Different types of neuroendocrine cancer, including medullary thyroid cancer (MTC) and thyroid C-cell hyperplasia, are part of multiple endocrine neoplasia type 2 (MEN2). A proto-oncogene mutation of the rearranged during transfection (RET) gene changes the way that receptor tyrosine kinases work. Multiple endocrine neoplasia, a pathological condition, involves these kinases. When the RET protooncogene changes, it can cause endocrine adenomas and hyperplasia to happen at the same time or one after the other. Pheochromocytoma, medullary thyroid carcinoma, and hyperparathyroidism, alone or in combination, are present in MEN2A patients. Some patients may also have skin lichen amyloidosis or Hirschsprung's disease. Patients with MEN2A often present with MTC. MTC is aggressive and has the worst prognosis, as most patients exhibit lymph node metastasis. MTC is one of the important causes of death in patients with MEN2A. RET mutation analysis aids in identifying MEN2A symptoms and monitoring levels of calcium, thyroid hormones, calcitonin, normetanephrine, fractionated metanephrines, and parathyroid hormone. The earlier diagnosis of MTC significantly improves survival and prompts better management of MEN2A. In this editorial, we will discuss the significance of molecular diagnostic approaches in detecting RET oncogene mutations in MEN2A.
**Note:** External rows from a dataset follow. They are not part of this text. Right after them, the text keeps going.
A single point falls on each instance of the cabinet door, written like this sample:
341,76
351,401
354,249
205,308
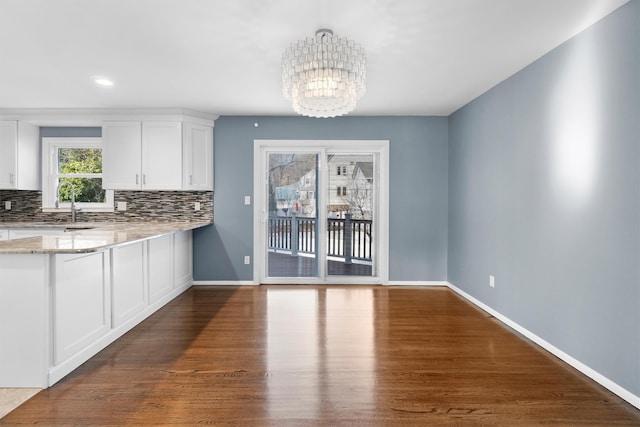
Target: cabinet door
128,282
121,155
160,267
198,157
9,150
162,155
81,302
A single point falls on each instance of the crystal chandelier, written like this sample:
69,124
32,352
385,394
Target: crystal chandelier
324,76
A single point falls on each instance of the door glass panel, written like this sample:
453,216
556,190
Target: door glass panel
291,229
350,215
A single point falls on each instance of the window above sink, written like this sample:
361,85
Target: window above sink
79,162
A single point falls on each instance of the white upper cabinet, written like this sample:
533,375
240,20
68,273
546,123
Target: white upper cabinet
162,155
20,156
197,167
142,155
121,155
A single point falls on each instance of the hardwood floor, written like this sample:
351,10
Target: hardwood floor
302,355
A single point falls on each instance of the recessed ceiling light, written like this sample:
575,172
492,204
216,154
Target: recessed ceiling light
102,81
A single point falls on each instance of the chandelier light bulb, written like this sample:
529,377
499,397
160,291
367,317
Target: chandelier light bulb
324,76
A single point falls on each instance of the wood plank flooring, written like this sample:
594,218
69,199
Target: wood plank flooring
305,356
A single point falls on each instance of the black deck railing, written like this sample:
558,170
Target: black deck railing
346,238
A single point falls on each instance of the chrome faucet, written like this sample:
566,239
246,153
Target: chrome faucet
73,199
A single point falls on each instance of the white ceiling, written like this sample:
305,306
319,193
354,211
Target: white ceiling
425,57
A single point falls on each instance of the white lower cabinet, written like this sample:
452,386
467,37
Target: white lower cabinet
160,264
82,304
57,311
129,293
183,258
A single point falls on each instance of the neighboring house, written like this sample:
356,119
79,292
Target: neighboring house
350,190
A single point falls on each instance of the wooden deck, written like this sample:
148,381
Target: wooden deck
323,355
284,265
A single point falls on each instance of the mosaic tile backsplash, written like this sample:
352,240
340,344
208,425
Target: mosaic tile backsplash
155,206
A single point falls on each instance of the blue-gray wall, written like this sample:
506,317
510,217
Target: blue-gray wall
417,190
544,193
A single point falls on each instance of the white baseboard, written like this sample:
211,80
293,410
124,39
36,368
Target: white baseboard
416,283
224,283
586,370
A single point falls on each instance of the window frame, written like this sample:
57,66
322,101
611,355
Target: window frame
50,175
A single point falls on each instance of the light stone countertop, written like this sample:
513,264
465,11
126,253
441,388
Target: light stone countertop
73,238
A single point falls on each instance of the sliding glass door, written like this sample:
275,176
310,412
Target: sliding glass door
321,219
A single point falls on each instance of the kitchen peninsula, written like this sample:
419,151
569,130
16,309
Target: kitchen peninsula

Keywords: Multiple endocrine neoplasia type 2; Medullary thyroid cancer; Pheochromocytoma; Thyroidectomy; Rearranged during transfection

Core Tip: In this editorial, we provide a commentary on a case report. The authors aimed to study the rearranged during transfection (RET) gene mutations, clinical characteristics, and treatment strategies in a family with multiple endocrine neoplasia type 2 (MEN2). Although RET gene mutation increases the risk of endocrine tumors and hyperplasia, a lack of proper diagnosis and molecular testing can undermine the management of patients with MEN2. In this editorial article, we focus on the significance of molecular testing in MEN2.